Attains World Dominance
That August, the USLTA accepted Gibson's application. She entered court 14 at Forest Hills and defeated Barbara Knapp in straight sets, 6-2, 6-2. Gibson led Denise Brough 7-6 in a tiebreaker in the next round, but a thunderstorm interceded. She dropped the tiebreaker 9-7, but made history as the first black to play at the U.S. Open. Gibson was ranked seventh in 1952, but fell to 70th the following year. Meanwhile, having graduated from college with a physical education degree, she worked in the athletic department at Lincoln University in Jefferson City, Missouri. In 1955, tennis coach Sydney Llewellyn convinced her to return to the sport.
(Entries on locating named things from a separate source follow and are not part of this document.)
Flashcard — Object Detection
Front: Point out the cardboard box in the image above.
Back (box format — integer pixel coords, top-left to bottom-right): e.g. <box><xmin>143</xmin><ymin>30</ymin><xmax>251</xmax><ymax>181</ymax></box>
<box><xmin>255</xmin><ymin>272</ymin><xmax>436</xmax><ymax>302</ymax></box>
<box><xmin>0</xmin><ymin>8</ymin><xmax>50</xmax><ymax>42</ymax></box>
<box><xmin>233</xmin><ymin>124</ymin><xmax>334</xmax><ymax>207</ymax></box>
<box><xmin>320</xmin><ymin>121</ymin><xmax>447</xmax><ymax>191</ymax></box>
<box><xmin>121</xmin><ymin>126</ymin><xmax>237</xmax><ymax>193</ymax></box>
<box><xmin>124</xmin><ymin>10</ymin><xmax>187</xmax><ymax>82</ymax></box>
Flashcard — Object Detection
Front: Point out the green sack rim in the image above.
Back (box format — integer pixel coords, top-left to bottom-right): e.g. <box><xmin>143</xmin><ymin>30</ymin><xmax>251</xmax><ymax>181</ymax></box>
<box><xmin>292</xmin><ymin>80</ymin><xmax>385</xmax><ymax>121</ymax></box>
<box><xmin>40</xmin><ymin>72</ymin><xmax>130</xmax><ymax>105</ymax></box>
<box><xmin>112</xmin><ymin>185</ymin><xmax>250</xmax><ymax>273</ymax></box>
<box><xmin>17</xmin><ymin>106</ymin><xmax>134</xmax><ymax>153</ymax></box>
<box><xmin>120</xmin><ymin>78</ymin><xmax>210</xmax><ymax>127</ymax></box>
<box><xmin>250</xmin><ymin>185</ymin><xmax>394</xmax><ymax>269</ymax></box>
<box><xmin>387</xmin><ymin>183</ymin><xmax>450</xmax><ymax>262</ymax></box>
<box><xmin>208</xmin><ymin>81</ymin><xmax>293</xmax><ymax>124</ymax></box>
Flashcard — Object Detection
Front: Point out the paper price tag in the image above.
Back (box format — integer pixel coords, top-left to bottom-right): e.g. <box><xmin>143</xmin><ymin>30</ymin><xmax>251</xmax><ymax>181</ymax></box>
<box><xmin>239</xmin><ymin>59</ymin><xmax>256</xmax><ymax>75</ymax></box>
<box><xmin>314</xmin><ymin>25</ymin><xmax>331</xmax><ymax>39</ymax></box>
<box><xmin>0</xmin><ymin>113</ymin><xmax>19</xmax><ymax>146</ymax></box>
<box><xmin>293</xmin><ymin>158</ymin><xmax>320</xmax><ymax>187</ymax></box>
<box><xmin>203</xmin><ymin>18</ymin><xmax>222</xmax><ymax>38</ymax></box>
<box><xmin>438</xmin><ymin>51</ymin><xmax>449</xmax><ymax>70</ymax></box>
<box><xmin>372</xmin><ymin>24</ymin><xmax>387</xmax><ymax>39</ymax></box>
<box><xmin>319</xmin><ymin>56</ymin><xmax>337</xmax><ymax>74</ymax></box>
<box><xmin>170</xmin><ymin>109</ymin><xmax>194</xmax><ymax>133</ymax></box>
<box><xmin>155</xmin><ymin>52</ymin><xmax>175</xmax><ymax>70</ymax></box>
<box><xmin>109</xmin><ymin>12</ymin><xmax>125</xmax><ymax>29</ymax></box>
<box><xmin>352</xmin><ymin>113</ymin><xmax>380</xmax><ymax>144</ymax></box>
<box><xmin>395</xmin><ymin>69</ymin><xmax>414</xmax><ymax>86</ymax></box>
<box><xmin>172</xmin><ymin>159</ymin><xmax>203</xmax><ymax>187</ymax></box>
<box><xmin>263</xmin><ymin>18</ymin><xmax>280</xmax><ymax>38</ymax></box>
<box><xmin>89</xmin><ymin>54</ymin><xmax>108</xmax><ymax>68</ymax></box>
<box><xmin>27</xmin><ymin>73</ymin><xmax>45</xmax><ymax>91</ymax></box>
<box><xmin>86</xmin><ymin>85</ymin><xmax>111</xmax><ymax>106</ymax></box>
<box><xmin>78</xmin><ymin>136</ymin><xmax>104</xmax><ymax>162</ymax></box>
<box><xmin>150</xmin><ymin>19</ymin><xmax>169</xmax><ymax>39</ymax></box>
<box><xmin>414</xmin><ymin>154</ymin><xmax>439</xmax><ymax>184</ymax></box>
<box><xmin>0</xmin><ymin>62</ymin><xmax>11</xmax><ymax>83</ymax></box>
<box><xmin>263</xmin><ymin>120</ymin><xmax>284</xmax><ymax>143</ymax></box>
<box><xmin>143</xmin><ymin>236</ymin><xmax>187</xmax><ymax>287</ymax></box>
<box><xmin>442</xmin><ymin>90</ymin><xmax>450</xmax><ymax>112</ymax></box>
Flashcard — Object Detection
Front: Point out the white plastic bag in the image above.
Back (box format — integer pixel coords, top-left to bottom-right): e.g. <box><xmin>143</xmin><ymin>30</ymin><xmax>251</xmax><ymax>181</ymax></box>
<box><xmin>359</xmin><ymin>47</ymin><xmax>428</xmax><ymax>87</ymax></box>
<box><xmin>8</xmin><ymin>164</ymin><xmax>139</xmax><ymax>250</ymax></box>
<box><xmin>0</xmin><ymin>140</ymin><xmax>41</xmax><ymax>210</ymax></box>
Llewellyn rebuilt her confidence and her game. She honed her serve-and-volley game and learned how to be patient at the baseline. She had an overpowering second serve. And she began to refine her court behavior. Simply having competed at Forest Hills opened many doors for Gibson, as it would later for other blacks, and she toured Southeast Asia on a goodwill mission for the U.S. State Department. While touring Europe and Africa, she won 16 of 18 tournaments. As a result, she was invited in 1956 to Wimbledon, where she lost to Ohio-born Shirley Fry, in the final Wimbledon attempt for Fry in her long career. Fry also defeated her at the U.S. Open that year.
Unshaken, Gibson returned to the grass court in 1957. It was to be a noteworthy year for the athlete and elsewhere. Gibson had won the French Open, her first major title, in 1956, and the Italian singles championships the previous year. In January 1957 she was Australian Open runner-up. Then, funded by a consortium of Harlem businessmen, Gibson returned to England. Back home, America was simmering with racial tension. Only two months earlier National Guardsmen had kept nine black students from entering the all-white Central High School in Little Rock, Arkansas. But in July, playing "with an
athleticism never before seen in women's tennis," according to Sports Illustrated's Michael Bamberger, Gibson became the first black woman to win the Wimbledon singles title, defeating fellow American Darlene Hart, 6-3, 6-2, in less than an hour. The crowd "raised only an apathetic cheer" when Queen Elizabeth II presented the singles trophy to Gibson, Bamberger quoted his magazine's report at the time. In the States, however, the champion drew a cheering crowd at the airport in New York and received a Broadway ticker-tape parade.
"I didn't give a darn who was on the other side of the net," the Houston Chronicle quoted Gibson. "I'd knock you down if you got in the way. I just wanted to play my best." When she faced Brough at the U. S. Open that year, Gibson beat the 1947 champion for her first U.S. Open title, 6-3, 6-2, making Gibson the world's topranked female player. She repeated the feat the following year, winning both Wimbledon and U.S. Open singles titles, and women's doubles titles. The Associated Press named her Female Athlete of the Year in 1957 and 1958 and she became the first African American woman to appear on the cover of Sports Illustrated. Unable to make enough money on the circuit, Gibson surprised fans and sportswriters and retired from pro tennis at age 30.